The process can be applied to all surfaces to be covered by a fluoride layer: glass, steel, polymer, ceramic, paint, metal, metal oxide, mixed, gel.

A hydrophobic layer may be deposited only if the starting monomer does not contain oxygen or hydrogen. Indeed, on the one hand, the presence in the plasma discharge, or in the zone of postdischarge of oxygen radicals induces in a direct way the incorporation of hydrophilic oxygen function in the deposited layer, on the other hand, the presence of hydrogenated radicals generally induces their recombination with residual oxygen or moisture, giving rise to the appearance of OH-radicals, very hydrophilic.

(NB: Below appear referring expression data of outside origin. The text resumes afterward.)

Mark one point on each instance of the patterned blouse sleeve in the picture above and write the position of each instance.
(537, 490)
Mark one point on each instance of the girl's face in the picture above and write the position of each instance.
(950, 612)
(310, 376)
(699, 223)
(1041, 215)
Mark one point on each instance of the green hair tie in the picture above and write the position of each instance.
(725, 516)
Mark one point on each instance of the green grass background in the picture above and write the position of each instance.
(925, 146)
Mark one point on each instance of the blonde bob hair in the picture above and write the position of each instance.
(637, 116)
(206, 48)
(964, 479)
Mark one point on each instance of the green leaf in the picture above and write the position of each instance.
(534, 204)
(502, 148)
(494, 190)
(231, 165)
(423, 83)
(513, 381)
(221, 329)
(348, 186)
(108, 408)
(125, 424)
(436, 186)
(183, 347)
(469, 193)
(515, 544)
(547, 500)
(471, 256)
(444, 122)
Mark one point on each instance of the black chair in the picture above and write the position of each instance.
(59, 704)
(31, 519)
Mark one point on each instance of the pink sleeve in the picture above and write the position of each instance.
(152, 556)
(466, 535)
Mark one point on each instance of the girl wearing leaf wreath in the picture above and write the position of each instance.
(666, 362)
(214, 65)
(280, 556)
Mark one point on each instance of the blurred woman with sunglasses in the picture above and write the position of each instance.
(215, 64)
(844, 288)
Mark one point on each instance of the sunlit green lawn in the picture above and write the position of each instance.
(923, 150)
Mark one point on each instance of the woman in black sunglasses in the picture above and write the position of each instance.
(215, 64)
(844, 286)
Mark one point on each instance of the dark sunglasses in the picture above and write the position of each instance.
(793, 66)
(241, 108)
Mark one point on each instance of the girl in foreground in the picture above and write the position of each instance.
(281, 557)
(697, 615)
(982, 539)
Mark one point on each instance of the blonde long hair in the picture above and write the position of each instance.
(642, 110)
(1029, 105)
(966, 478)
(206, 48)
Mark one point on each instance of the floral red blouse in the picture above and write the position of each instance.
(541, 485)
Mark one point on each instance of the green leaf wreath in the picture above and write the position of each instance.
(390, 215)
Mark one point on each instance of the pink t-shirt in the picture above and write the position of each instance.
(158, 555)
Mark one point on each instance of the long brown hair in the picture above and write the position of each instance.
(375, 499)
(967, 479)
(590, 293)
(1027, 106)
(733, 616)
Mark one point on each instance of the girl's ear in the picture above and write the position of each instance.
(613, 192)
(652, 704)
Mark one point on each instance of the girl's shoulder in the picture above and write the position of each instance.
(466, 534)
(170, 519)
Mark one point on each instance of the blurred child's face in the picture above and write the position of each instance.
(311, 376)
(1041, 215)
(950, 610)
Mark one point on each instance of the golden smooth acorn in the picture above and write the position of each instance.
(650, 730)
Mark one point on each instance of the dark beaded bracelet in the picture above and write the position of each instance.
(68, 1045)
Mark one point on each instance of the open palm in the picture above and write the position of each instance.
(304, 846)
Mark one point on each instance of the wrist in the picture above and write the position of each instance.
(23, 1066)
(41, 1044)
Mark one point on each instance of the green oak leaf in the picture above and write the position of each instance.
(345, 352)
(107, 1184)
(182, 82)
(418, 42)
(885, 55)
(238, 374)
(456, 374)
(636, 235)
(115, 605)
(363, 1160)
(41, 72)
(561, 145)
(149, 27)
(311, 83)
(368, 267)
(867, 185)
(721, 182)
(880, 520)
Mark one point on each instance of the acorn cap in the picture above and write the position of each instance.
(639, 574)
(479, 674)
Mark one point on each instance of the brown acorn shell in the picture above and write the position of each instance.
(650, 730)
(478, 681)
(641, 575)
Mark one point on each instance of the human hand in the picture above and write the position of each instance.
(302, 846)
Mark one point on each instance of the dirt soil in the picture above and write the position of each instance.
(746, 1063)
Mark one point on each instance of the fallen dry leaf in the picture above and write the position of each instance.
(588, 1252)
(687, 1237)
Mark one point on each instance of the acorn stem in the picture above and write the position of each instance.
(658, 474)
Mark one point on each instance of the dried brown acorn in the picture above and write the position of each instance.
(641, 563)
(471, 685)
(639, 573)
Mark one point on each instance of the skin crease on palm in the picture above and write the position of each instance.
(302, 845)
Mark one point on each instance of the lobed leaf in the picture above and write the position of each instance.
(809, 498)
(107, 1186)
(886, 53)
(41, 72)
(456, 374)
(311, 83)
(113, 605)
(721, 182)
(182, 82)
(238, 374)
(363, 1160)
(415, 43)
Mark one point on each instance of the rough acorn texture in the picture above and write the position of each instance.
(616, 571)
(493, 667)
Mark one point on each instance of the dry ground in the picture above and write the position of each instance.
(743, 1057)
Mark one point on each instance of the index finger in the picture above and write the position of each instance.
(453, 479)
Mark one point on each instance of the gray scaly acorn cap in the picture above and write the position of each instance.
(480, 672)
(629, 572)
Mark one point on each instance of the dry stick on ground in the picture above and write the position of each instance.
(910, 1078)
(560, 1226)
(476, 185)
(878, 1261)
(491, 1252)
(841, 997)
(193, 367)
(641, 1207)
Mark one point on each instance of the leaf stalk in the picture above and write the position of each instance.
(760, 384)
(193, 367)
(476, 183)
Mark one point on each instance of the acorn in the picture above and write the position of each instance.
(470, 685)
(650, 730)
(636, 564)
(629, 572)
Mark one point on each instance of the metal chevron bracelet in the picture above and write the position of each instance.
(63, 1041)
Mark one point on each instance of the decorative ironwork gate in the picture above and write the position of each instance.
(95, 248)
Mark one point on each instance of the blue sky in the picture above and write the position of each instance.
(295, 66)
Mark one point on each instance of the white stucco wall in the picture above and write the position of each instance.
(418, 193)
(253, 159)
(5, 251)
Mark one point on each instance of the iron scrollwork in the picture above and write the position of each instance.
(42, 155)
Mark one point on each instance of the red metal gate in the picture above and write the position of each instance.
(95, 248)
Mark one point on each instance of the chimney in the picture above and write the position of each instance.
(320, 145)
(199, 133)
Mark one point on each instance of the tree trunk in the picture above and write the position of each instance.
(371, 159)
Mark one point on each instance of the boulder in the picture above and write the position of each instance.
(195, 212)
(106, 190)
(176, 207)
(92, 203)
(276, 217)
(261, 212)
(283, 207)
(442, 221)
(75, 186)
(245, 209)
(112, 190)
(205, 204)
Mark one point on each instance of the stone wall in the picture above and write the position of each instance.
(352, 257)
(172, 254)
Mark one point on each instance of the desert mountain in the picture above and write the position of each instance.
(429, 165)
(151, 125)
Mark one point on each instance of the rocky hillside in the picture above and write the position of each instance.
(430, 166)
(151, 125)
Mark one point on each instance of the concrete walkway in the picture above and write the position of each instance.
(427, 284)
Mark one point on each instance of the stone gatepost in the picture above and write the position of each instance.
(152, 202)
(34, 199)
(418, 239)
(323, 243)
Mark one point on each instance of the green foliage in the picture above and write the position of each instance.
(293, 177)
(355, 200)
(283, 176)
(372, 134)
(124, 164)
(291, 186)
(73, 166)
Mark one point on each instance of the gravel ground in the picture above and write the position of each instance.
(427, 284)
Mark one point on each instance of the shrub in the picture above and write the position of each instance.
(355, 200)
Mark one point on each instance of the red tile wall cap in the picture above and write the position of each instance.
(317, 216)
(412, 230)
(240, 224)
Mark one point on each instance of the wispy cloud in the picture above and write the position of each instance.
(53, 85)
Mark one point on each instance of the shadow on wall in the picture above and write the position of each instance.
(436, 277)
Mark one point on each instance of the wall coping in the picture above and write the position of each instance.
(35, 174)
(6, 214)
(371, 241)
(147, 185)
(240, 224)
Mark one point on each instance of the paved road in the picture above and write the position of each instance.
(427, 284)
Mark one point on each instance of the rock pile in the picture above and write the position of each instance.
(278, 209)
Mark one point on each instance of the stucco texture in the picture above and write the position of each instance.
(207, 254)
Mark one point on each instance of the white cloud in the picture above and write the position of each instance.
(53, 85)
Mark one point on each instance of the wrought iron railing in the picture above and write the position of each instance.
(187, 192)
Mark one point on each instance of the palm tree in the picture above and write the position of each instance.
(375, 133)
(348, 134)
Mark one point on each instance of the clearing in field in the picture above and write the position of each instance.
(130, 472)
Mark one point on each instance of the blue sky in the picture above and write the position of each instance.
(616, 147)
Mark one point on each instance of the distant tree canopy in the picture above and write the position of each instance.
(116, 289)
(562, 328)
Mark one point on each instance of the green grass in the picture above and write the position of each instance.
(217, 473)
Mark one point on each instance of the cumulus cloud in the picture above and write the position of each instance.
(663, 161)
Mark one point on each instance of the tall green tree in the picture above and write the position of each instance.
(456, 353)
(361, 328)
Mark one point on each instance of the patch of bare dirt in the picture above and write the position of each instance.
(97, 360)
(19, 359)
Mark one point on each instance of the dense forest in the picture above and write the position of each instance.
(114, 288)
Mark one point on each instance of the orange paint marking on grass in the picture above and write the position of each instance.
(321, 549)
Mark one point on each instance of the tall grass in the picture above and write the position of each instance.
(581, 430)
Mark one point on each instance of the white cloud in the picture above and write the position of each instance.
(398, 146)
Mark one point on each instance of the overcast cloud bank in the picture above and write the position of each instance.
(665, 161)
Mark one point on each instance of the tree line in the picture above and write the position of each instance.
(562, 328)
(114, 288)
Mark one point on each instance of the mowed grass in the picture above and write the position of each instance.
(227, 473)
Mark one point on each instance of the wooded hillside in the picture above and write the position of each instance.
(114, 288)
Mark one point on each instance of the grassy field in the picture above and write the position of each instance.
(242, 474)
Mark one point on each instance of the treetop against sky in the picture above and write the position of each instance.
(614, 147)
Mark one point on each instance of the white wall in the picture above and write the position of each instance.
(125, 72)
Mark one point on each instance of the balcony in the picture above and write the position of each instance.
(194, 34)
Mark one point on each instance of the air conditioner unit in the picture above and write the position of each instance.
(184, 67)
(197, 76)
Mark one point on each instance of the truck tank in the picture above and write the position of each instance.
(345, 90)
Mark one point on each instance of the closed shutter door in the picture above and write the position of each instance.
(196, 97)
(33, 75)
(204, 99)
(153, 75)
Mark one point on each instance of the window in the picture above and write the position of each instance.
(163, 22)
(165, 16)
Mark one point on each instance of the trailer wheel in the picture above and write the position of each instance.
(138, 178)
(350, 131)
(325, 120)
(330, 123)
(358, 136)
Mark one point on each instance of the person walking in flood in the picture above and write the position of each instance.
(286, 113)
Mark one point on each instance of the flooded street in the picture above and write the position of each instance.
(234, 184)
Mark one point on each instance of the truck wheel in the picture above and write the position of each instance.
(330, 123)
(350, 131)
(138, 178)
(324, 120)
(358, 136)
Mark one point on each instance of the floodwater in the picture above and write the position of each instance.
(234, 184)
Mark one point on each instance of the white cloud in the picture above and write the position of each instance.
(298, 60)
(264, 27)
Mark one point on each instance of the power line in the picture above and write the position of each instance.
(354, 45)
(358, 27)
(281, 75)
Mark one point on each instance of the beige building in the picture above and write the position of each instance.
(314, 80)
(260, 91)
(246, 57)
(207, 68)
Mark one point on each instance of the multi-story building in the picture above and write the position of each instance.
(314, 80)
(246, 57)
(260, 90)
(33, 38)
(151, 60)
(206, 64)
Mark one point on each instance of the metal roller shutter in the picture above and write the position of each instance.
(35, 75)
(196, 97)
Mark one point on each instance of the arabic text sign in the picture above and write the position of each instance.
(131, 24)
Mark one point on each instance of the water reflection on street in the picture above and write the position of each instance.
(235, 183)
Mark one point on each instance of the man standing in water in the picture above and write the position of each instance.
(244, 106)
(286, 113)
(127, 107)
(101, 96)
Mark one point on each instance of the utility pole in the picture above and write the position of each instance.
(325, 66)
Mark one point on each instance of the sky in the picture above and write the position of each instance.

Legend of the references on the figures

1 Fluoro compound / argon mixture flow

2 Generator 3 Sample

4 Electrode of alumina or metal

5 Electrode coated with alumina

6 copper support (grounded)

7 Copper electrode (grounded) 8 Internal "hot" electrode, mobile

9 Metal external electrode

Claims

A method for depositing a fluorinated layer on a substrate, comprising injecting a gaseous mixture comprising a fluorinated compound and a carrier gas into a discharge or post-discharge zone of an atmospheric plasma at a pressure of between 0.degree. , 8 and 1.2 bar, characterized in that said fluorinated compound has a boiling point at a pressure of 1 bar greater than 25 ° C. 2. Method according to claim 1 comprising the steps of: bringing the carrier gas into contact with the liquid fluorinated compound; saturating said carrier gas with vapor of said fluorinated compound to form a gaseous mixture; bringing said gas mixture into the discharge zone of an atmospheric plasma; placing a substrate in the discharge or post-discharge zone of said atmospheric plasma characterized in that said fluorinated compound does not comprise oxygen or hydrogen. 3. Method according to claim 1 or 2 characterized in that said method does not include post-treatment without plasma. 4. Method according to any one of the preceding claims, characterized in that the fluorinated compound is a compound selected from the group consisting of COFI ₄ , C ₇ F ₆ , CsF ₁ , C ₉ F ₂ O and C ₁₀ F 22 or their mixture. 5. Process according to claim 4, characterized in that the fluorinated compound is perfluorohexane. 6. Process according to any one of the preceding claims, characterized in that the fluorinated compound is of the type:

where R 1, R 2 and R ₃ are perfluoroalkane groups of formula C _n F 2n ₊ i 7. Method according to claim 6 characterized in that said fluorinated compound comprises perfluorotributylamine ((C ₄ Fg) ₃ N). 8. Method according to any one of the preceding claims characterized in that the vapor pressure of said fluorinated compound at room temperature is between 1 mbar and 1 bar. 9. The method of claim 8 characterized in that the vapor pressure of said fluorinated compound at room temperature is between 0.5 mbar and 10 mbar. 10. Process according to any one of the preceding claims, characterized in that the partial pressure of said fluorinated compound in said carrier gas is regulated by controlling the temperature of a bath of said fluorinated compound in which the carrier gas is injected before injection into the plasma. 11. The method of claim 10 characterized in that the bath temperature is maintained at a temperature at which the vapor pressure of said compound is less than 1mbar. 12. Method according to any one of the preceding claims characterized in that said atmospheric plasma is produced by a device of the dielectric barrier type. 13. Method according to any one of the preceding claims characterized in that said Atmospheric plasma is produced by a device of the type using microwaves. 14. Method according to any one of the preceding claims, characterized in that the substrate comprises a deposition surface comprising a polymer. 15. The method of claim 14 characterized in that the substrate comprises a deposition surface comprising polyvinyl chloride or polyethylene. 16. Method according to any one of the preceding claims, characterized in that the substrate comprises a deposition surface comprising a metal or a metal alloy. 17. The method of claim 16 characterized in that the substrate comprises a deposition surface comprising steel. 18. Method according to any one of the preceding claims, characterized in that the substrate comprises a deposition surface comprising glass.